Nevertheless, we’re heading into warm, substantial food season and next week this dish might seem inspired and rather brilliant. You will say to yourself “Root Vegetable Cobbler! Why, that’s exactly what this rainy, dreary, soul-killing day requires!”
I’ve been making this for a long time and it’s one of our favorites. It suits our resident vegetarian and is very adaptable. You can substitute parsnips for the turnips, sweet potatoes for the white potatoes, green beans for the peas, etc. You could swap out some of the white flour for whole wheat. You can even make this in individual ramekins which would be perfectly adorable. Tonight when I was eating it I thought “This might be good with stuffing on top instead of biscuit” (I happen to think most things taste better with stuffing but that doesn’t mean I’m wrong in this case).
So print the recipe out and keep it handy. I know you’re going to want it soon enough.
Root Vegetable Cobbler
3 tablespoons unsalted butter, divided
1 large onion, chopped
1-1/2 lbs. white-skinned potatoes, peeled and cut into 1/2″ pieces
1/2 lb. turnips, peeled and cut into 1/2″ pieces
1-1/2 teaspoons dried thyme, or 3 teaspoons fresh, minced
3/4 teaspoon ground cumin
1/2 teaspoon freshly-ground black pepper
14-oz. can (or 1-3/4 cups) vegetable broth
1 cup water
1 cup whipping cream
1 cup frozen peas
1/4 cup chopped fresh chives
3/4 teaspoon salt
1 tablespoon unbleached, all-purpose flour
2 cups unbleached, all-purpose flour
1 tablespoon baking powder
1 teaspoon salt
1/4 cup chopped fresh chives
6 tablespoons chilled unsalted butter, cut into 1/2″ pieces
2 large eggs, lightly beaten
1/2 cup milk
Preheat oven to 450 degrees.
For filling: melt 2 tablespoons butter in a heavy large pot or (preferably) a dutch oven over medium-high heat. Add onion and saute until deep golden, about 7 minutes. Add next 5 ingredients and cook, stirring occasionally, for 2 minutes. Add broth and 1 cup water; bring to a boil. Reduce heat, cover and simmer until vegetables are almost tender, about 10 minutes. Stir in cream, peas, chives and salt. Bring mixture to simmer. Mix remaining 1 tablespoon butter and flour with a fork in small bowl to blend. Stir into vegetable mixture; simmer until mixture thickens slightly, about 5 minutes. Pour vegetable mixture into a large oven-proof baking dish, set aside (can be prepared 1-1/2 hours ahead. Let stand at room temperature).

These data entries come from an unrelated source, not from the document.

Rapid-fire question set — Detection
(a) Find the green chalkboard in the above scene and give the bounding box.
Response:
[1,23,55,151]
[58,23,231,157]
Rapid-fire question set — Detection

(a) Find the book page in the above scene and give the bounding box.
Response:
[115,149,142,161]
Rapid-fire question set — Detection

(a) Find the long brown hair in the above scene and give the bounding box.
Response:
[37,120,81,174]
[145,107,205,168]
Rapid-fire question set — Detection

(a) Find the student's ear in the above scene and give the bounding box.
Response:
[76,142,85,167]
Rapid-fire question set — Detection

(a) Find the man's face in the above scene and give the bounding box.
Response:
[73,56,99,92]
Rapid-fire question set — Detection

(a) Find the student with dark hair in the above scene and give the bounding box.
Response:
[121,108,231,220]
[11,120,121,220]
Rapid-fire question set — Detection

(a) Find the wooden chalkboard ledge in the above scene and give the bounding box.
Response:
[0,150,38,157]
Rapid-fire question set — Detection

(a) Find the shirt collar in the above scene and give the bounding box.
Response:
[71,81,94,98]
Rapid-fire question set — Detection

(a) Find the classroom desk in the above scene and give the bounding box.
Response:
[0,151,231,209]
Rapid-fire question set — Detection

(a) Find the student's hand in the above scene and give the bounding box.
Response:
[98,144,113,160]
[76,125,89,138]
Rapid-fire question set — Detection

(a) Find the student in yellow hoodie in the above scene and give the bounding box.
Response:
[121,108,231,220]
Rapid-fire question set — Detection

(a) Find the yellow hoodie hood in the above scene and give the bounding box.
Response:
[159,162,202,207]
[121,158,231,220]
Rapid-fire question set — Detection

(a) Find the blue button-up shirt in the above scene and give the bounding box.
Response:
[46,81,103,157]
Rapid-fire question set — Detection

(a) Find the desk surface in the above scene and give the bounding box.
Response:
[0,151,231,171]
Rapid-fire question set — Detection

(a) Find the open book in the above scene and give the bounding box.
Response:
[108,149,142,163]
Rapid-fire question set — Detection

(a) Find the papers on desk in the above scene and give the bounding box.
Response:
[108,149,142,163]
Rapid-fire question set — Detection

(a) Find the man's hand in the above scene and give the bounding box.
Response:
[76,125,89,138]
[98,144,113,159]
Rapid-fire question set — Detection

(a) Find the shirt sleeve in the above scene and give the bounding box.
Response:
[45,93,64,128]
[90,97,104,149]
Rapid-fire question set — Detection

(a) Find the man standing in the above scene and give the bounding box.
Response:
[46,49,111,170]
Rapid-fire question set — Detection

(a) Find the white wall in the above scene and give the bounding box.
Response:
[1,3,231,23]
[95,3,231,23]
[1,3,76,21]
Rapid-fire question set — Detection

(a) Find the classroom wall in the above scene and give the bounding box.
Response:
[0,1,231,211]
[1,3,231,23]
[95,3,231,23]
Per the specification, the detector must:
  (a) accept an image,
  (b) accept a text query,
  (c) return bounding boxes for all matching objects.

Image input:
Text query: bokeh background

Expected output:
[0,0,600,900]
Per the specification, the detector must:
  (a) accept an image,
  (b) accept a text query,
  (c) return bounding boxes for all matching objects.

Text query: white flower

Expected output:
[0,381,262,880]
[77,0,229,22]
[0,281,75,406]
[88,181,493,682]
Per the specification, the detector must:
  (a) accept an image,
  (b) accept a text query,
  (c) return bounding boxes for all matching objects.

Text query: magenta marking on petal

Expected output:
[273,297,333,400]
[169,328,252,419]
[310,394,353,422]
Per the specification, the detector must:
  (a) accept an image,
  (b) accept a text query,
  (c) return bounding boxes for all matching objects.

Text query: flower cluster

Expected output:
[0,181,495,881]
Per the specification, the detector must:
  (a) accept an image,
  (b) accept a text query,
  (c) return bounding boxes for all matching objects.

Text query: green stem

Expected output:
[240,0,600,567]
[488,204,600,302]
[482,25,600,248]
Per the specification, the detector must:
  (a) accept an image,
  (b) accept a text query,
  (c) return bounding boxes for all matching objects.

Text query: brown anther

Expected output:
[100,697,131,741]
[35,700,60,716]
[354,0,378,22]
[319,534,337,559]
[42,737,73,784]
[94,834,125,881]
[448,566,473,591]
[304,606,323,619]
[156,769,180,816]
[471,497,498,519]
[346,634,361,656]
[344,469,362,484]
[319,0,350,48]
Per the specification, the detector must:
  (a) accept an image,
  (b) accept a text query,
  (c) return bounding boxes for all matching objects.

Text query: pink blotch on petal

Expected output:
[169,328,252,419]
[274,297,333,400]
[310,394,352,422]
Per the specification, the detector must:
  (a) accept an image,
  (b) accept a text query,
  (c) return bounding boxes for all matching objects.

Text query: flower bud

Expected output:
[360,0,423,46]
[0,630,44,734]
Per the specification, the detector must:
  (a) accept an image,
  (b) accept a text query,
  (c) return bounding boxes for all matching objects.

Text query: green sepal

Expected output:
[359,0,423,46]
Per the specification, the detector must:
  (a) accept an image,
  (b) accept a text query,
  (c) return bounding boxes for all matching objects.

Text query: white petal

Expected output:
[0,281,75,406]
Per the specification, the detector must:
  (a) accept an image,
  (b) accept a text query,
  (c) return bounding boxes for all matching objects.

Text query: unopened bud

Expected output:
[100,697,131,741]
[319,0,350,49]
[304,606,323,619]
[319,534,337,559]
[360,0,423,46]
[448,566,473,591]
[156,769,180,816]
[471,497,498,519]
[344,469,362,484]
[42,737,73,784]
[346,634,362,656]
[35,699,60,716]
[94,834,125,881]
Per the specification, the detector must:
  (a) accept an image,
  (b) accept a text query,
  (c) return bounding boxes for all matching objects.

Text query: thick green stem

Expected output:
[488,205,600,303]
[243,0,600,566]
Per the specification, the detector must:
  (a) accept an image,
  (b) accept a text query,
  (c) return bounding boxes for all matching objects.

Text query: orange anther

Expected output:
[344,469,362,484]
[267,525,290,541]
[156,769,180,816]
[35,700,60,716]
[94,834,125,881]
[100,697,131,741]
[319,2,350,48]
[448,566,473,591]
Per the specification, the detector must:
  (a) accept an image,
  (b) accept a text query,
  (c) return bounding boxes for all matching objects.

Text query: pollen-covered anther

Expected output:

For biscuit topping: Whisk together flour, baking powder and salt in a large bowl. Stir in chives. Add butter; rub in with fingertips until mixture resembles coarse meal. Add eggs and milk and stir until soft, moist dough forms.
Turn dough out onto generously floured surface. Form into a shape that corresponds with your baking dish and either fold in half or break up into smaller pieces and transfer to the top of the filling in the baking dish. Place dish on large baking sheet. Bake until top is golden and filling is heated through and bubbling, about 18 minutes. Let stand 5 minutes. Serve hot.